AKP aynı tutumu Libya'da da tekrarladı. Erdoğan, 30 Kasım 2010'da bizzat Kaddafi'nin elinden "insan hakları ödülü" almıştı. Libya'da, Mısır, Tunus ve Bahreyn'de geliştiği gibi bir halk ayaklanması yaşanmadığı halde emperyalist ülkeler buraya müdahale etme kararı aldı. NATO aracılığıyla gerçekleştirilecek olan saldırı henüz kesinleşmemişken Başbakan Erdoğan, bu konuda kendisine sorulan bir soruya, "NATO Libya'ya müdahale etmeli midir? Böyle saçmalık olur mu yahu? NATO'nun ne işi var Libya'da?" diye yanıt vermişti. Ancak bir kaç hafta sonra, 25 Mart 2011'de AKP hükümetinin Dışişleri Bakanı Ahmet Davutoğlu, ABD, Fransa ve İngiltere dışişleri bakanlarıyla görüştüklerini belirterek "bütünüyle operasyon tek bir komuta sistemi altında NATO'ya devredilecek" diye açıklama yaptı.

Libya'da önce söylediklerini yutmak zorunda kalan AKP iktidarı, sonrasında sürecin dışına itildiğini fark ederek Libya'da "arabuluculuk" rolü önerdi ancak buna itibar edilmedi. Yine askeri müdahale öncesinde Erdoğan, "kimse kalkıp da o ülkelerdeki petrol kuyularının hesabını yapmasın" dediği halde, NATO'nun Libya müdahalesi sonrasında ilk gündeme gelen konulardan biri de TPAO'nun Libya'daki petrol arama faaliyetlerinin akıbeti olmuştu.
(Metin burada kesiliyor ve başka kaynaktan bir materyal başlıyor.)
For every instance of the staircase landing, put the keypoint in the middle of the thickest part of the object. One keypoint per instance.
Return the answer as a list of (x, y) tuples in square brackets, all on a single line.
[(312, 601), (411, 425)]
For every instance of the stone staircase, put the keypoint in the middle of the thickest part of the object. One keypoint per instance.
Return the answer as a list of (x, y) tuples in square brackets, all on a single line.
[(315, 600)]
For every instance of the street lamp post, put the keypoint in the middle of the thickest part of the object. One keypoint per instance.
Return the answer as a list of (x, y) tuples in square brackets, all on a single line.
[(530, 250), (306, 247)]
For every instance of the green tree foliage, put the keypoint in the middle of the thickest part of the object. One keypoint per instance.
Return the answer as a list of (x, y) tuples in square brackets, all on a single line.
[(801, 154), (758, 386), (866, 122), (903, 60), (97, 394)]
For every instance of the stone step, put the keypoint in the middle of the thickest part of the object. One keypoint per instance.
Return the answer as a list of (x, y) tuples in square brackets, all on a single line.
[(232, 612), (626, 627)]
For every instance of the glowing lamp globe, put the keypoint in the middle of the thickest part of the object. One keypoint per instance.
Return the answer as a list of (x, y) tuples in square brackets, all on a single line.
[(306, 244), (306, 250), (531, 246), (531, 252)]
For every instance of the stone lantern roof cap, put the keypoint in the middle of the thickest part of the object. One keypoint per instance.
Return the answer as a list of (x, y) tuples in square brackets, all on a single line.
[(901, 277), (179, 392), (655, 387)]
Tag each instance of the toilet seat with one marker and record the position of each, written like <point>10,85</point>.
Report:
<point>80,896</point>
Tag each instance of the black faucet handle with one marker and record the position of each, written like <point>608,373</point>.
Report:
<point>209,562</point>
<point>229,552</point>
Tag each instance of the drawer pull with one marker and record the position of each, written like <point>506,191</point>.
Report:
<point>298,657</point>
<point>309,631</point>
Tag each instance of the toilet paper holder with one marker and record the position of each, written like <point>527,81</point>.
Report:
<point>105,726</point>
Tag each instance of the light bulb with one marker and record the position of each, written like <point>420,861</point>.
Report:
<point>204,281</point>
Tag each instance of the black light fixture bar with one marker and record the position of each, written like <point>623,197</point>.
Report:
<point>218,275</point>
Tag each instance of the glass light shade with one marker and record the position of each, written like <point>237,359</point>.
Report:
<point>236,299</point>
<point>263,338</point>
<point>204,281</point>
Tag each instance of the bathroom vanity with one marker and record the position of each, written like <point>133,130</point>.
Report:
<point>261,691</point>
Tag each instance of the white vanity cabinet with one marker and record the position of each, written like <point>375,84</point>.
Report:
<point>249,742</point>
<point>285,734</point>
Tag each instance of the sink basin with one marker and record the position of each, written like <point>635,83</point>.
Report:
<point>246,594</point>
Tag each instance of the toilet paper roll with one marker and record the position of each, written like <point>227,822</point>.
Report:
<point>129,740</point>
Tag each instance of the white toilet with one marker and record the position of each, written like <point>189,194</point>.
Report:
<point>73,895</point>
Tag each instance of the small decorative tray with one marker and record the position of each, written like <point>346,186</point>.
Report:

AKP'nin kirli Suriye oyunu
Libya'da pastadan istediği payı alamayan AKP iktidarı, Suriye cephesinde başından beri hevesli davrandı. Bu süreçte ABD'nin doğrudan askeri müdahaleye sıcak bakmaması, Suriye'ye dönük belirli operasyonların Katar, Suudi Arabistan ve Türkiye üzerinden gerçekleştirilmek istemesi ve AKP'nin bu role hevesle sarılması, "taşeronluk" yorumlarını beraberinde getirdi. Bu süreçte pek çok provokasyona imza atan AKP hükümeti, ülke topraklarını silahlı terörist gruplara ve başta CIA olmak üzere yabancı ajanlara açtı. Silahlı muhalif grupların eğitimi için Adana'da gizli bir üs kurulurken, Hatay'daki hastaneler silahlı grupların hizmetine açıldı. Gerek mülteci kampları, gerekse operasyonel amaçlı çeşitli gizli üsler, aralarında El Kaide üyelerinin de bulunduğu silahlı muhalif grupların yuvalandıkları merkezlere dönüştü. Bu süreçte savaş bütçesi rekor kırdı. Milli Savunma Bakanlığı'nın 2013 yılı bütçesi 20 milyar TL'yi aşarken, son bir buçuk yılda örtülü ödenekten yapılan harcamalar ise 1 milyar TL'ye ulaştı.

"Yeni Osmanlı"da ifadesini bulan bölgesel güç olma iddiaları, bir yanda iç politika malzemesi olarak kullanılırken diğer yanda, Irak Savaşı ve İsrail'in saldırgan siyaseti neticesinde ABD'nin bölgede kurduğu denklemin dışına düşen unsurları sisteme eklemleme gibi bir boyutu da içeriyordu.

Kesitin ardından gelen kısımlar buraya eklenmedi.